Donald Sutherland Honored Posthumously with Icon Award at Jonathan Baker’s Oscar Night Bash Image

Donald Sutherland Honored Posthumously with Icon Award at Jonathan Baker’s Oscar Night Bash

By Alan Ng | March 26, 2025

In the heart of Beverly Hills, where Oscar night glitz often masks the soul-crushing machinery of the studio system, filmmaker Jonathan Baker turned his annual Oscar Viewing Party into something far more personal—and powerful. At the legendary Baker Manor (once the stomping grounds of Warren Beatty and Annette Bening), Baker spotlighted the late, great Donald Sutherland, whose presence looms large in Baker’s upcoming documentary Standing on the Shoulders of Fate.

Before the statuettes were even handed out, Baker, alongside French Riviera Film Festival co-founder Nicole Muj, presented a special Icon Award in honor of Sutherland. Accepting on the icon’s behalf was Zaib Shaikh, the Consul General of Canada in Los Angeles—a fitting tribute to one of the most revered Canadian exports to ever grace the screen.

Sutherland was originally slated to play the pivotal role of Theodore in FATE, Baker’s upcoming narrative feature. The doc Standing on the Shoulders of Fate chronicles the wild behind-the-scenes journey of making that film—a process that spanned years and included major names like Nicolas Cage, Andrew McCarthy, Faye Dunaway, and Harvey Keitel.
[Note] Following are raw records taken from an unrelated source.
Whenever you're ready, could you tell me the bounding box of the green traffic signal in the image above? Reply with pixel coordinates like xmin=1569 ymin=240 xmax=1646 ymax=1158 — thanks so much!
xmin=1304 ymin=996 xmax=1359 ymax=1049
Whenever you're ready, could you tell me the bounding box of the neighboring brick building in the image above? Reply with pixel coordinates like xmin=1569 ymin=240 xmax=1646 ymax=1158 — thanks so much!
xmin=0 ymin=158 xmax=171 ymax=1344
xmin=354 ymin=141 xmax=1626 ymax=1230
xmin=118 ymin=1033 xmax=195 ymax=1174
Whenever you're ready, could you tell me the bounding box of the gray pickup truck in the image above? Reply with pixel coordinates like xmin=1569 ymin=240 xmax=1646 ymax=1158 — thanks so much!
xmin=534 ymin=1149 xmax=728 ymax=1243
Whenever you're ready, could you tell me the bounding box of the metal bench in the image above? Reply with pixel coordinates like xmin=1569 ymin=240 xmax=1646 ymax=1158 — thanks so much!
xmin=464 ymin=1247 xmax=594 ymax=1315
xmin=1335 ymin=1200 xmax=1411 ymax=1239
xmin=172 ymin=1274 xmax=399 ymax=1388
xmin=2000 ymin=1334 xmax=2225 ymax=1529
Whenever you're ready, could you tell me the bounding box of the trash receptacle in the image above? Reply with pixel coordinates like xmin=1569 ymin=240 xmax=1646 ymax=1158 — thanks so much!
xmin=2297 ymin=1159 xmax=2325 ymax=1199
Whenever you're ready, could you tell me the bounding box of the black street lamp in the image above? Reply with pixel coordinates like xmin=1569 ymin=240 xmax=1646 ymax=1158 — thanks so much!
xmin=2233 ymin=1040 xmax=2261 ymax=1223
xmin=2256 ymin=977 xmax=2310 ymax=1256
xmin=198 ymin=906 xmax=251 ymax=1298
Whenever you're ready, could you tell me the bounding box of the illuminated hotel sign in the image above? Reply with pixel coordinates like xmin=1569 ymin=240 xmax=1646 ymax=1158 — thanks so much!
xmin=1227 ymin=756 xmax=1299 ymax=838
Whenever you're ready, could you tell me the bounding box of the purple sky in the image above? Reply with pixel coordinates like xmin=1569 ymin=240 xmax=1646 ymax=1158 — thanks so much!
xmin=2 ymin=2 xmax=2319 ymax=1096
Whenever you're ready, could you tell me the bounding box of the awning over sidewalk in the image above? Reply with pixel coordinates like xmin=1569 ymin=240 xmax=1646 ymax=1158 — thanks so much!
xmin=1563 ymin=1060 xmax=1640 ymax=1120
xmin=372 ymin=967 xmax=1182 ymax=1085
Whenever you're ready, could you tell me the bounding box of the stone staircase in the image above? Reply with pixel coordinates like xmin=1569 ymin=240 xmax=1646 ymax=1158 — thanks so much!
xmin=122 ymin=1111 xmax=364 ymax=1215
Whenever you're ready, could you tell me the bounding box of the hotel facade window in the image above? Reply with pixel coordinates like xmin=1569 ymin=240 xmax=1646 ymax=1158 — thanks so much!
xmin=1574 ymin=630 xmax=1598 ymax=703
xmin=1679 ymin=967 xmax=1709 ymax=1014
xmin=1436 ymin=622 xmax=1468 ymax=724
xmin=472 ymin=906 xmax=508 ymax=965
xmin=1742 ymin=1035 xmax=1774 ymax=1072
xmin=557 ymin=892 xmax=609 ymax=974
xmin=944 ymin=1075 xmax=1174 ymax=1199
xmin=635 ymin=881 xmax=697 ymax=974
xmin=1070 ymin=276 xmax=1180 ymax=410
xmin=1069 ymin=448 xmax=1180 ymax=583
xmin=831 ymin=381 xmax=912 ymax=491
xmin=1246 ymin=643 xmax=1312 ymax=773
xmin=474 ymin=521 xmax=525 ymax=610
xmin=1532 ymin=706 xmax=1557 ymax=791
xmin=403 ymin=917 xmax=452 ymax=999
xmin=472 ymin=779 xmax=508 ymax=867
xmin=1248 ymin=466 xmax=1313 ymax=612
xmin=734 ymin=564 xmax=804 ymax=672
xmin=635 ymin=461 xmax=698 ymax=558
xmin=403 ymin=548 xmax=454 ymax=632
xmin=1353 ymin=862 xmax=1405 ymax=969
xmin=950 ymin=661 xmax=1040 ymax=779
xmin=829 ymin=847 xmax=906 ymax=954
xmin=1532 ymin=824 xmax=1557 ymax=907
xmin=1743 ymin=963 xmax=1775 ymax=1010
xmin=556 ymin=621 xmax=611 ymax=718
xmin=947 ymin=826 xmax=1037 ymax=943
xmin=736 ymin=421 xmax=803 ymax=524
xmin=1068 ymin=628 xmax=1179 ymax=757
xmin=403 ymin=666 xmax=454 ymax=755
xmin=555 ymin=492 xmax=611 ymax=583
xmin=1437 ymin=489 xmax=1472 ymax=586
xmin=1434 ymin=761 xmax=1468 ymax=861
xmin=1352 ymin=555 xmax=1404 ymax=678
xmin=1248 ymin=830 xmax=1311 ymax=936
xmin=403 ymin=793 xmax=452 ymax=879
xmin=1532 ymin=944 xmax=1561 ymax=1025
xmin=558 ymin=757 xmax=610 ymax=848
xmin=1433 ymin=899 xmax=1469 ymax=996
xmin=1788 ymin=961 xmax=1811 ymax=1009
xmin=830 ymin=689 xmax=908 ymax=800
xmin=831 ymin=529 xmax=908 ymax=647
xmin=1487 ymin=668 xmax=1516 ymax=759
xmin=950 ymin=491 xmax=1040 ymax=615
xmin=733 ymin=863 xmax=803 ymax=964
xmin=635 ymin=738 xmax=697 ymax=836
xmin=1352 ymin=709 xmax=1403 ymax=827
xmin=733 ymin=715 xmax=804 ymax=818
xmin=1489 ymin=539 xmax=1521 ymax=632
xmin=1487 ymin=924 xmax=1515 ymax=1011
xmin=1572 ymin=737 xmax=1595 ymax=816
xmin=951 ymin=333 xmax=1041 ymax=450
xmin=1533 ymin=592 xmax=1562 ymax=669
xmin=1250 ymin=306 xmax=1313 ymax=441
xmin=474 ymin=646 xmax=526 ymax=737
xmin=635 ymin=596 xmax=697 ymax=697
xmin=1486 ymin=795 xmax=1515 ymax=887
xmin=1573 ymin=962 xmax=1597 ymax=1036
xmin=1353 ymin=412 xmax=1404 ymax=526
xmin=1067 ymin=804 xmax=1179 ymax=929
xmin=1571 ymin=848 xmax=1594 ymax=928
But the heart of it all? That was supposed to be Donald. After working closely with Baker for eight months, the legendary actor was forced to bow out due to injury just a week before cameras rolled. The heartbreak was real.

“Sutherland’s loss…shifted the emotional tectonics of the entire production.”

“Donald worked with me for eight months,” Baker shared during the ceremony. “The importance of his playing the role of Theodore was paramount to FATE. We were heartbroken when he hurt himself a week before we started filming. I will forever be grateful for Donald and the constant professional platform he stood on, which he brought to the script.”

Sutherland’s loss was more than a scheduling nightmare—it shifted the emotional tectonics of the entire production. Yet his energy, commitment, and character remained a guiding force throughout the shoot. Standing on the Shoulders of Fate is both a love letter and a battle cry—a documentary not just about a movie but about what it means to create when fate itself throws you off course.

This wasn’t some red-carpet ego trip or overpriced PR stunt. It was a night of reverence, remembrance, and real indie filmmaking grit—everything the big studios wouldn’t know if it hit them with a boom mic.